I've been praying and asking you to pray for a friend for the past 2.5 years. There have been many times where I felt the Lord potentially answering that prayer, but then been left disappointed when a new acquaintance remained just that - an acquaintance. It's been difficult to trust the Lord's plan for my loneliness. There have been tears, arguments with James (loneliness makes you slightly irrational), way too many hours on facebook, and plain anger. My emotions about it have been doubled, because not only did I crave a friendship but I wanted that for Hudson as well - a friend for me with kid(s) Hudson's age so he'd have friend(s), too.
But the Lord has also used it to teach me to relay on him and that He is good, even when not answering my prayers in the way I wanted. A lesson I'm still learning daily.
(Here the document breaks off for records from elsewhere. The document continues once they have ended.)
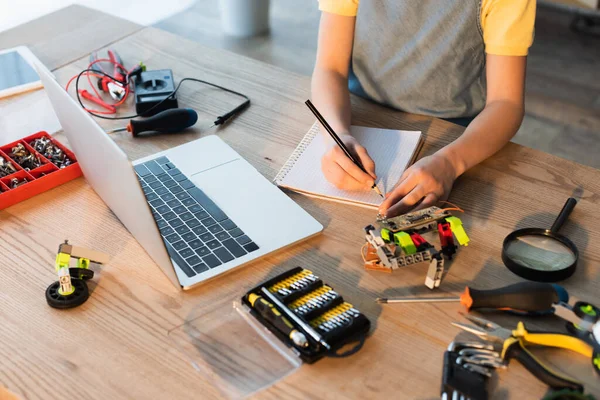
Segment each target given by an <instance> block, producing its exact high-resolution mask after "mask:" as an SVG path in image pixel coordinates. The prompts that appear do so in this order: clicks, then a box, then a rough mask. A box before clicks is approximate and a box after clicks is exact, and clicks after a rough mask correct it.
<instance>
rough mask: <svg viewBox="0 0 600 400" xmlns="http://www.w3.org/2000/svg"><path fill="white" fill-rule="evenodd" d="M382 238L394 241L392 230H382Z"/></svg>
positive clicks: (384, 240) (381, 231) (382, 229)
mask: <svg viewBox="0 0 600 400" xmlns="http://www.w3.org/2000/svg"><path fill="white" fill-rule="evenodd" d="M381 238H382V239H383V240H384V241H386V242H391V241H392V238H391V237H390V231H389V230H388V229H385V228H384V229H382V230H381Z"/></svg>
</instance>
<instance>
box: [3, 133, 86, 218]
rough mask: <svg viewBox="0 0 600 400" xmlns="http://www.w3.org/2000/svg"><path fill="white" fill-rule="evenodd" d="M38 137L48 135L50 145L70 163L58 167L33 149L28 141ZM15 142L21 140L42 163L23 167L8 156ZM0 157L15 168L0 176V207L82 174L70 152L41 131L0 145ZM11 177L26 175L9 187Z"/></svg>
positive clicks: (75, 160)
Recently, a new believing couple has started attending our church. They have soon-to-be 3 kids - a girl 4 months older than Hudson and a boy 1.5 younger than Hudson, and #3 on the way! It's been such a blessing to have playdates, commiserate over messy toddler-run homes, and laugh wearily about the struggles of being a mama and wife.
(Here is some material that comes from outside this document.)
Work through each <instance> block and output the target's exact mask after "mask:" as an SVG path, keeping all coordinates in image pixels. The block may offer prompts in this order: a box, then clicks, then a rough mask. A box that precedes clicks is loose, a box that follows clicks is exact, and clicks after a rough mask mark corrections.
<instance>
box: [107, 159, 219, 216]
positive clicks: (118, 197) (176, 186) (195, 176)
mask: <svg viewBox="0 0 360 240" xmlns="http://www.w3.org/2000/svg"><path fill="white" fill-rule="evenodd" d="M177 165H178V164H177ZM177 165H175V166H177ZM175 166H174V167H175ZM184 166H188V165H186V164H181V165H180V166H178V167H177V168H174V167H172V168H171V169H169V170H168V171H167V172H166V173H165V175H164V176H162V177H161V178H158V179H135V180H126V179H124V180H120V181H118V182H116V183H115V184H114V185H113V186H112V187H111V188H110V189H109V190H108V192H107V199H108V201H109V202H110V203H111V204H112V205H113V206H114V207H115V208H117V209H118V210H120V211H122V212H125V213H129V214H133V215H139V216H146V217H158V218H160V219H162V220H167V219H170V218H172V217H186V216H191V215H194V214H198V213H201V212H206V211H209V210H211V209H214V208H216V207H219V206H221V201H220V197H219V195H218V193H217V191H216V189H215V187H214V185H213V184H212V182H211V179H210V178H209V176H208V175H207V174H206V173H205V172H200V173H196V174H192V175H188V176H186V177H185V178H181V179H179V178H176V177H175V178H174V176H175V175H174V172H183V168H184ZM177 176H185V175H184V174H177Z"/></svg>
So I'm writing this blog as a prayer of thank you to the Lord for my new friend. He is a good God and the giver of good gifts. Whether this friendship lasts a brief season or a long time, I hope to enjoy it and remember my sweet Jesus who has blessed me with it.
"In friendship...we think we have chosen our peers. In reality a few years' difference in the dates of our births, a few more miles between certain houses, the choice of one university instead of another...the accident of a topic being raised or not raised at a first meeting--any of these chances might have kept us apart. But, for a Christian, there are, strictly speaking no chances. A secret master of ceremonies has been at work. Christ, who said to the disciples, "Ye have not chosen me, but I have chosen you," can truly say to every group of Christian friends, "Ye have not chosen one another but I have chosen you for one another." The friendship is not a reward for our discriminating and good taste in finding one another out. It is the instrument by which God reveals to each of us the beauties of others.”